あのリサイタルの日は帰り、凍えるばかりに寒かったですけど、心は豊かそのものでした。

もう二度も務川さんのリサイタルに行かれたのですね。
私は19年だったかな、有料オンデマンドコンサートで反田さんとの2台のピアノを聴きました。二人は親友で、これだけの賞をとったピアニストの共演を実際に聞いてみたいものです。

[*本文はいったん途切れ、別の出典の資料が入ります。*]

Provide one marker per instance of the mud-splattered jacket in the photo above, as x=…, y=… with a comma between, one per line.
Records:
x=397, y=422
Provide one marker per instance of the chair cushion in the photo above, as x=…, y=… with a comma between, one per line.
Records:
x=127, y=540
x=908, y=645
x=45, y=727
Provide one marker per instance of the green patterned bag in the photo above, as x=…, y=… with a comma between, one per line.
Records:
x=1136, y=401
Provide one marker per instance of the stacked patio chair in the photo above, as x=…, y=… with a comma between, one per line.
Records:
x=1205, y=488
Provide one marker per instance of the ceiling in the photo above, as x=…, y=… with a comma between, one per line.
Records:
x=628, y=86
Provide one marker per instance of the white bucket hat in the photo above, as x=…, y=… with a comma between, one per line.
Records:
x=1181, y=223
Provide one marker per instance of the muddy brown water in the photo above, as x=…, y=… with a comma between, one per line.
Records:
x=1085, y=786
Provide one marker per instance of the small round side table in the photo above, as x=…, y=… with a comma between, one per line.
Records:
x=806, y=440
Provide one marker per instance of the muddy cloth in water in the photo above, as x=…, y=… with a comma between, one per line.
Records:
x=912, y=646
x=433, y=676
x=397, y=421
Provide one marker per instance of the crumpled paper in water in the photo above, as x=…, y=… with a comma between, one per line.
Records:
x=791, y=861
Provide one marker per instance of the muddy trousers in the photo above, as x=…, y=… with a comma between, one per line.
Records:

YouTubeのチャンネル「CLASSICVIRUS」の中に『務川慧悟の紡ぐ世界』がPART1~4まであり、オンラインだから聞きづらいところもありますが、とても興味深く聞きました。

日本を代表するともいえるこの二人のピアニストが親友というのも素晴らしいですね。
反田さんはビジネスの才能もあり、ヴィジョンがしっかりしている音楽家ですから、務川さんの才能も安定していると言えるでしょう。
この二人をずっと応援したいです。